Work with Function Mesh

This example describes how to create a Elasticsearch sink connector for a Kuberbetes cluster using Function Mesh.

Prerequisites

Step

  1. Define the Elasticsearch sink connector with a YAML file and save it as sink-sample.yaml.

    This example shows how to publish the Elasticsearch sink connector to Function Mesh with a Docker image.

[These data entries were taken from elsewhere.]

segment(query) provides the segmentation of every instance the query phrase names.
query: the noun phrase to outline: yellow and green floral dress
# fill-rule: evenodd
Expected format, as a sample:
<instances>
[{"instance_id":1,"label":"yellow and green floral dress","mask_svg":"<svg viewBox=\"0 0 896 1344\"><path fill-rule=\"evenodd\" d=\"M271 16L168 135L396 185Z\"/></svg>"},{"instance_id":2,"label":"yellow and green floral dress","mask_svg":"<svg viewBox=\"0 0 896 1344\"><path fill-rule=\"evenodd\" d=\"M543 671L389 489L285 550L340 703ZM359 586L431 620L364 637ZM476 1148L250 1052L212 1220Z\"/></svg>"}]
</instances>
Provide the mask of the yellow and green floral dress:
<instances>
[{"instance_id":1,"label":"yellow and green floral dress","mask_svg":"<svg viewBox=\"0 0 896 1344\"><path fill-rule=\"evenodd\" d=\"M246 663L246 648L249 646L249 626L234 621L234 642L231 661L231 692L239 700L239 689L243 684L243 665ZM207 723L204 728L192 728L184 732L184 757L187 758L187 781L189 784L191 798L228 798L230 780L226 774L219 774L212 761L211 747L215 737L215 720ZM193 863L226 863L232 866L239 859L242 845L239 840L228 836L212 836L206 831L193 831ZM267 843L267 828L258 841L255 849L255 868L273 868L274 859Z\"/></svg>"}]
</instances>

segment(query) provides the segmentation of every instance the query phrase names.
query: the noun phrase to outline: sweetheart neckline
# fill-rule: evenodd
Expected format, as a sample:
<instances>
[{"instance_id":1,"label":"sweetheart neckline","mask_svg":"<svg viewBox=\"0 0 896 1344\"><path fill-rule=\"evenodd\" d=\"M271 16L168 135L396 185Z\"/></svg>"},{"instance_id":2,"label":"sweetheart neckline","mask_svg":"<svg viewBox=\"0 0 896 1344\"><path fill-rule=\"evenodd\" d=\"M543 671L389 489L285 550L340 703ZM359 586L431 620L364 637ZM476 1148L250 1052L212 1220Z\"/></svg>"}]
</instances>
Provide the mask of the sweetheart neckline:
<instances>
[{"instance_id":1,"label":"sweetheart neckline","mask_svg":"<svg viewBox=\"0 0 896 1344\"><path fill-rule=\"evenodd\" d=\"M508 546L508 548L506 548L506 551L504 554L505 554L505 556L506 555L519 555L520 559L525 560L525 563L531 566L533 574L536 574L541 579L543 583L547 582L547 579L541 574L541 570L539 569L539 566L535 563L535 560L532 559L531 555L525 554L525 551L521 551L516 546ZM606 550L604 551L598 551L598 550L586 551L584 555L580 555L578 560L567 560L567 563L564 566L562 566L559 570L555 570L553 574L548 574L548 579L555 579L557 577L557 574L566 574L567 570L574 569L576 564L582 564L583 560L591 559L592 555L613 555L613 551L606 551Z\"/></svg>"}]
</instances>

    apiVersion: compute.functionmesh.io/v1alpha1
    kind: Sink
    metadata:
      name: es-sink-sample
    spec:
      image: streamnative/pulsar-io-elastic-search:2.9.2.9
      className: org.apache.pulsar.io.elasticsearch.ElasticSearchSink
      replicas: 1
      maxReplicas: 1
      input:
        topics: 
        - persistent://public/default/destination
        typeClassName: “org.apache.pulsar.client.api.schema.GenericObject”
      sinkConfig:
        elasticSearchUrl: "http://localhost:9200"
        indexName: "my_index"
        typeName: "doc"
        username: "scrappy"
        password: "fighter"
      pulsar:
        pulsarConfig: "test-pulsar-sink-config"
      resources:
        limits:
        cpu: "0.2"
        memory: 1.1G
        requests:
        cpu: "0.1"
        memory: 1G
      java:
        jar: connectors/pulsar-io-elastic-search-2.9.2.9.nar
      clusterName: test-pulsar
      autoAck: true
    
  2. Apply the YAML file to create the Elasticsearch sink connector.

    Input

    kubectl apply -f <path-to-sink-sample.yaml>
    

    Output

    sink.compute.functionmesh.io/es-sink-sample created
    
  3. Check whether the Elasticsearch sink connector is created successfully.

    Input

    kubectl get all
    

    Output

    NAME                                         READY   STATUS      RESTARTS   AGE
    pod/es-sink-sample-0               1/1    Running     0          77s
    

    After confirming the successful creation of the Elasticsearch sink connector, you can use it to export Pulsar messages to Elasticsearch.